Similar to standard mammograms, the breast is compressed before DBT images are taken. However, the DBT tube sweeps in a 15-degree arc over the breast, taking an array of exposures from different angles. A computer reformats the data and displays the data in 1 millimeter-thin slices, similar to a CT scan. This allows the radiologist to scroll through the images of the breast tissue, like pages in a book.

In April 2013, California enacted a new law that requires doctors to notify women if their breast tissue is dense enough that mammography may not pick up a potential cancer. Now, at the one-year anniversary of the new law, the SF Gate article, A Variety of Approaches When Mammograms Aren’t Enough, includes an interview with Dr. Borofsky on 3D mammography and imaging options for women with dense breasts or for whom additional imaging is necessary.

Harriet Borofsky, M.D.

Harriet Borofsky, M.D.

“The ability to view the breast tissue in tomographic slices is incredible and will significantly increase our confidence and accuracy in interpretation,” says Dr. Borofsky. “It will ultimately lead to an increase in our ability to detect early breast cancer, while decreasing our false positives.”

The $2.1 million cost of the project, which includes five digital breast tomosynthesis (DBT) scanners, was entirely funded by donor support. Mills-Peninsula is part of the Sutter Health network of care, and Sutter Health matched $400,000 in donations. Although many mammography centers charge extra for the new 3D mammograms, the Women’s Center will not increase their prices.

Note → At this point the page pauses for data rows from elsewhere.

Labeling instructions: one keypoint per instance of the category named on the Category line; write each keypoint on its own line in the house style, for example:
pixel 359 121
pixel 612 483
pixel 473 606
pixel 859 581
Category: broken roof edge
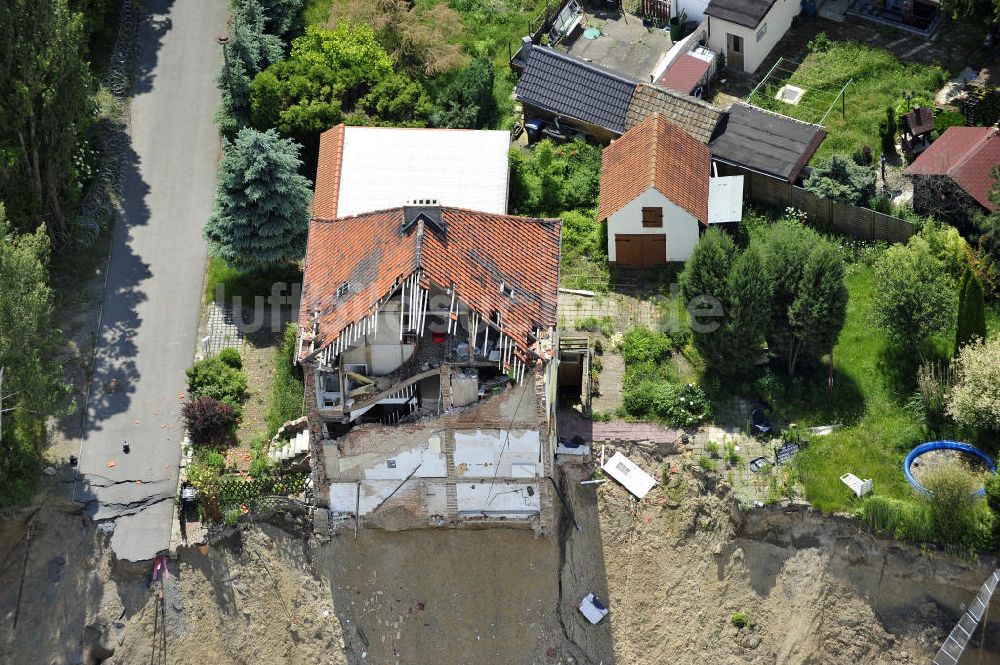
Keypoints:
pixel 697 101
pixel 326 191
pixel 621 78
pixel 778 115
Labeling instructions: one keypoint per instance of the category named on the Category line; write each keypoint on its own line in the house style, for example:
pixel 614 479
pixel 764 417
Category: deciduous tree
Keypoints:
pixel 819 310
pixel 914 296
pixel 467 102
pixel 975 398
pixel 261 204
pixel 324 77
pixel 840 179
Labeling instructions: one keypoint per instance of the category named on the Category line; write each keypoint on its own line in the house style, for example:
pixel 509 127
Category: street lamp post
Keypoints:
pixel 223 41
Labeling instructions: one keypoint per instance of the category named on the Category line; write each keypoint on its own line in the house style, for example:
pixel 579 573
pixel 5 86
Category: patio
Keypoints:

“Community donors are a key part of our team,” says Dr. Borofsky. “Together we have established the Women’s Center as a Center of Excellence and a leader in breast imaging and diagnosis.”

Digital breast tomosynthesis units have been installed in three of the Women’s Center’s mammography rooms. The last two machines will be installed later this spring.

3D mammograms, like all screening mammograms, are covered by most health insurance plans. Women who do not have insurance may qualify for the Community Mammogram Screening Program, which provides free mammograms.